Some of my most treasured friendships are with people who have significant differences in worldview from me in a variety of ways. I have friends from all sorts of different backgrounds. And I appreciate them all. I have friends I can laugh with, friends I can count on for a relaxing evening out, friends whose kids play well with mine, friends with whom I have history, friends who care about the same social justice causes, friends who share my profession. I have friends of all sorts and they are all great.
But, during these initial years as I live my life Catholic, I’m beginning to realize the unique benefit to also having Catholic friends in my life.
Needing Catholic Friends
The transition period to becoming Catholic was lonely. Most of my husband’s side of the family shares the faith, but we don’t live close enough for that to be as much of a benefit as it could be. Many of his cousins are in our age range, and if we lived near them I’m sure we’d be good friends. But a 6.5 hour drive isn’t within the range you can invite someone over for last minute pizza.

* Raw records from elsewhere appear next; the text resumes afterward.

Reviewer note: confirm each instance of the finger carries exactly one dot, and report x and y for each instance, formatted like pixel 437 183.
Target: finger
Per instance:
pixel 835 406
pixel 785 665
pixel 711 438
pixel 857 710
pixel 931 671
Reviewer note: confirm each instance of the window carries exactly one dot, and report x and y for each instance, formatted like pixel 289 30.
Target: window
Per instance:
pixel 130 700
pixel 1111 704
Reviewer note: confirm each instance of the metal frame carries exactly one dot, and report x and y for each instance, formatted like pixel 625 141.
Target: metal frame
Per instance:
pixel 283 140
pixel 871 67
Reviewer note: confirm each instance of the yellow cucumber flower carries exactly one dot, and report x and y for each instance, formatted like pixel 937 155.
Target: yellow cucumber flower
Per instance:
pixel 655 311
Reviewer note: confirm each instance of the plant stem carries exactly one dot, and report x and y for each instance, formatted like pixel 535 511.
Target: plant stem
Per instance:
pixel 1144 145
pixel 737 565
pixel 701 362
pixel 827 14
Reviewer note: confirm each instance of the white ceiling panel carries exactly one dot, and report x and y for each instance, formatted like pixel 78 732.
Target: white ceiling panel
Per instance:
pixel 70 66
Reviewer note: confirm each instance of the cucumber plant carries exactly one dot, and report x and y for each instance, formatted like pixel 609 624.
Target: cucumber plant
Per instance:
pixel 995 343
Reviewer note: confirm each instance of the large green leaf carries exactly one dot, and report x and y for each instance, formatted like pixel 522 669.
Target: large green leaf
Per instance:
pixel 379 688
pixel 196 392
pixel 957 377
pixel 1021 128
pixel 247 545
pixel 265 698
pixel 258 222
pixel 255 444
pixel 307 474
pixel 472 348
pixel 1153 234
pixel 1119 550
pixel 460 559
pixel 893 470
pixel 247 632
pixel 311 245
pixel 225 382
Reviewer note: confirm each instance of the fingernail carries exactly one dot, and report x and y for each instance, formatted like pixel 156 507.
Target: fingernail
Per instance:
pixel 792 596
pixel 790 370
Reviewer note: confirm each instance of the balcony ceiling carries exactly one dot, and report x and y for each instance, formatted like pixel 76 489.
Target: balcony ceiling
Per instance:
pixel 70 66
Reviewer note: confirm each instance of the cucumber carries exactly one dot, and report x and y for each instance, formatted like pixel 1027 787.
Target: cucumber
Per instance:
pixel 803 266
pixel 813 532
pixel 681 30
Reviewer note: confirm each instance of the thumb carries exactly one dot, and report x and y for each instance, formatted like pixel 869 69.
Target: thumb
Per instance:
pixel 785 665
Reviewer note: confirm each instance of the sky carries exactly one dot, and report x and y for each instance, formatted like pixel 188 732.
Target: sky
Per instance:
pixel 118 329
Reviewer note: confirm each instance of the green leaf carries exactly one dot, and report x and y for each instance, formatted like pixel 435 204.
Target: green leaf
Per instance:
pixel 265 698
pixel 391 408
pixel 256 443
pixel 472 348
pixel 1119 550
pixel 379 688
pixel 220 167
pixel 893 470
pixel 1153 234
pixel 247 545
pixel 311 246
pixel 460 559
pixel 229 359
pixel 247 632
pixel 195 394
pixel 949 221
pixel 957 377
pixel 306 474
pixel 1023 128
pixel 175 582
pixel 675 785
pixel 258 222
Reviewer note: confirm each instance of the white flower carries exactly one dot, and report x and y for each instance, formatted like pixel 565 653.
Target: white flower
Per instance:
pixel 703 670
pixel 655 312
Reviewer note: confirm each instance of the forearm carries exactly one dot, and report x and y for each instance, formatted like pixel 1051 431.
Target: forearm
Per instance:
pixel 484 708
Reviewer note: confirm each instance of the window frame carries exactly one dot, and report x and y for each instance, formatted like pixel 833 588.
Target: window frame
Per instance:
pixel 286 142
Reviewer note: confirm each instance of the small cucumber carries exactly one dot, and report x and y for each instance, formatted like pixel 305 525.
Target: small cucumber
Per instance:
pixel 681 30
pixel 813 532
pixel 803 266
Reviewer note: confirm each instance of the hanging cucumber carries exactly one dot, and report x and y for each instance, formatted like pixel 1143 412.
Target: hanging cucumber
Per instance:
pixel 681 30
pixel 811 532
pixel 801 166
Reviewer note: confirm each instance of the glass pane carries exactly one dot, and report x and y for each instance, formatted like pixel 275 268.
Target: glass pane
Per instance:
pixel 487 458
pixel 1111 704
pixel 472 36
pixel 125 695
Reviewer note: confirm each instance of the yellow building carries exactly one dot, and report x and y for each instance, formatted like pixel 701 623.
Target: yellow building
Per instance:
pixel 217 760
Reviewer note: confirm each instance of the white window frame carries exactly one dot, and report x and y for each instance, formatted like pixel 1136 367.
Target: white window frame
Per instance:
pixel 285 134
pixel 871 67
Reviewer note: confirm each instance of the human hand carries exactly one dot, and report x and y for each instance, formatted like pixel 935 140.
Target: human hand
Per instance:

I tried to convince myself it wasn’t necessary to have friendships where you had everything in common. I still believe that is true. But, what I think I was really doing was trying to convince myself I didn’t need that many Catholic friends because I didn’t have them. The couple I had at the time were (and still are) like gold to me. Since then, my husband and I have done a few things to help cultivate more Catholic friendships in our lives.
The Challenge and (One) Solution
Finding Catholic friends has been a bit tricky. In this phase of life with young kids, we are busy. We can’t just go out to dinner with other adults without planning ahead for a sitter. The people we are hoping to become friends with are in the same phase of life too. It’s tough. But we saw a value in pursing friends who shared our faith, that made it worth the effort to bust the wall of our comfort zone.
I joined a playgroup at a local Catholic Church. I showed up to a room full of people I didn’t know and introduced myself. Through the playgroup, I’ve gotten to know several other mom’s in my community from a variety of backgrounds, as well as some that share my Catholic faith.
We started a small group at our parish. We made announcements, set up a table, and hoped some people would respond. We arranged for childcare during our meetings and provide snacks and drinks. We tried to make it as friendly as possible for people in the same phase of life as us to show up. And, as it turned out, some people did! We are getting to know other (mostly couples) from the local Catholic community.
It took a concerted effort, and time and being willing to take risks. But the outcome has been amazing.
With Catholic Friends
Taking the time to make Catholic friends has been worth it because with Catholic friends…
- I can talk about the Eucharist, and they not only know what I’m talking about but believe it too.
- I can talk about confession, and they already understand what it is and what it’s for.
- I don’t have to wonder what they think of our holy water font or backyard Mary statue.
- If we’re hanging out for dinner, we all know the prayer before meals.
- We can talk about the weekly readings (even if we don’t belong to the same parish- so cool!) or the liturgical season.
- We can spur each other onward toward holiness in a unique way.
I love my Protestant friends, as well as my friends from other religious backgrounds. We build each other up in different and important ways. But I am also uniquely thankful for the friends in my life who share my Catholic faith. It is a beautiful thing to be able to know you are on the same page with other people about the most important part of your existence. There is a freeness there, an ease there, a unity there, that has made pursuing Catholic friends at this challenging phase of life, very much worth the effort.